The First Vice President of South Sudan and leader of the SPLA-IO, Riek Machar, was placed under house arrest during the clashes. On 11 September 2025, Machar—along with seven co-defendants—was charged with murder, treason and crimes against humanity, with the government alleging that Machar ordered the White Army attack on Nasir, which Machar denies. Along with the charges, Machar was suspended from the vice presidency. The trial began on 22 September and was seen as a major test of the 2018 peace agreement, with allegations that the trial is intended to disqualify Machar from running in the 2026 South Sudanese general election. As of 1 February 2026, the trial is still ongoing.

Observers have noted that the Nuer White Army is an "amalgamation of community militias" rather than a force commanded by the SPLA-IO. A report by Small Arms Survey based on interviews with White Army members found that "Riek Machar and the leadership of the Sudan People’s Liberation Movement/Army-in-Opposition (SPLM/A-IO) were not responsible for the March 2025 assault on the SSPDF barracks in the town of Nasir. The central argument of the GRSS’s legal team, which is prosecuting Machar and his associates in Juba, is unfounded."

== Reactions ==
The Intergovernmental Authority on Development (IGAD) expressed concern over the clashes, urging the parties to reaffirm their commitment to the R-ARCSS peace agreement.

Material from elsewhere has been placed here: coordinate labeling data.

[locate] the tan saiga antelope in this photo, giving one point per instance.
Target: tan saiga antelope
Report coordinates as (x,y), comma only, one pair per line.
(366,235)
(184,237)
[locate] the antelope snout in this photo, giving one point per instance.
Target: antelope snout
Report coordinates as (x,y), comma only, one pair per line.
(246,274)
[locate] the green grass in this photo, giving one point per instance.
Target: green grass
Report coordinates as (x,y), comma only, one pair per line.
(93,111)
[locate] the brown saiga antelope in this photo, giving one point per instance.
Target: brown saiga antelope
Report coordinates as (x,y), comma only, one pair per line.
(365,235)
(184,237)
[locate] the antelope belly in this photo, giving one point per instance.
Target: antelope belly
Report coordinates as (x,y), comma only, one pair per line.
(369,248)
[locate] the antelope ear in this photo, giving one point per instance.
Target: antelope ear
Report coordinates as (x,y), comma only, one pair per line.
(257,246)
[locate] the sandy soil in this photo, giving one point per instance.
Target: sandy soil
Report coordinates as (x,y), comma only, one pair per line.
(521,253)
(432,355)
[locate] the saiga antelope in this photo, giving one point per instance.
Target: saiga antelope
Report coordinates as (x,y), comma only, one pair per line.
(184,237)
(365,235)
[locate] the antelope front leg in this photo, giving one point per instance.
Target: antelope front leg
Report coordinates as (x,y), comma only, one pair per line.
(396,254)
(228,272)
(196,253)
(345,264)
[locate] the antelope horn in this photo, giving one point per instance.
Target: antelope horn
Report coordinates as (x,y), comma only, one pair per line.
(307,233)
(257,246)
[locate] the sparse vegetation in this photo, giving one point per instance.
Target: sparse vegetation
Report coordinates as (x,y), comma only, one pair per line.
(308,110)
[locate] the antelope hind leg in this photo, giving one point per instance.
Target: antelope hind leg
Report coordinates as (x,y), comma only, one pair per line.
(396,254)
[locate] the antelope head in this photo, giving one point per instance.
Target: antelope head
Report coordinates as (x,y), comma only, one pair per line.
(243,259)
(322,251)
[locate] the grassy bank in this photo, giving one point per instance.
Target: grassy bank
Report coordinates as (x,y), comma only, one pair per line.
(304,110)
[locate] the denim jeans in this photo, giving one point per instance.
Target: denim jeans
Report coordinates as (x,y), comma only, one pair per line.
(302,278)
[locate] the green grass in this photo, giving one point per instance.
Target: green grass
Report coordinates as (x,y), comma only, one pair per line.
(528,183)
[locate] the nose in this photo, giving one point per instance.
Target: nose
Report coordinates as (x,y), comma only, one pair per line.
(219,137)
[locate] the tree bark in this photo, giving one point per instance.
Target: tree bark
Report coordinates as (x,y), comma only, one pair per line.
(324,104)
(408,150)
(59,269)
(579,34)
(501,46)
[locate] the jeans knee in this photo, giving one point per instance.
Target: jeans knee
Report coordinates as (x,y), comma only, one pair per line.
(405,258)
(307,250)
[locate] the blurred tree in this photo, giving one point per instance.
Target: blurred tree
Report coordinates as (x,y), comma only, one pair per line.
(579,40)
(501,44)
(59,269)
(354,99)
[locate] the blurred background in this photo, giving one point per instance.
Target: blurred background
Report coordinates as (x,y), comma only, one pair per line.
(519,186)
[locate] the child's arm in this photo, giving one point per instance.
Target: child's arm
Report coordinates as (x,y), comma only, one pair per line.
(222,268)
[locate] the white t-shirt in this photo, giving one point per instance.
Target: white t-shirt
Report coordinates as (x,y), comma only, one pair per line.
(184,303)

On 9 March, the United States Department of State ordered all non-essential personal to leave South Sudan due to the clashes and increased political tension. On 22 March, Germany announced that it would temporarily close its embassy in the country due to the deteriorating security situation; Norway subsequently announced the closure of its embassy on 26 March. The German and Norwegian embassies reopened on 9 June 2025.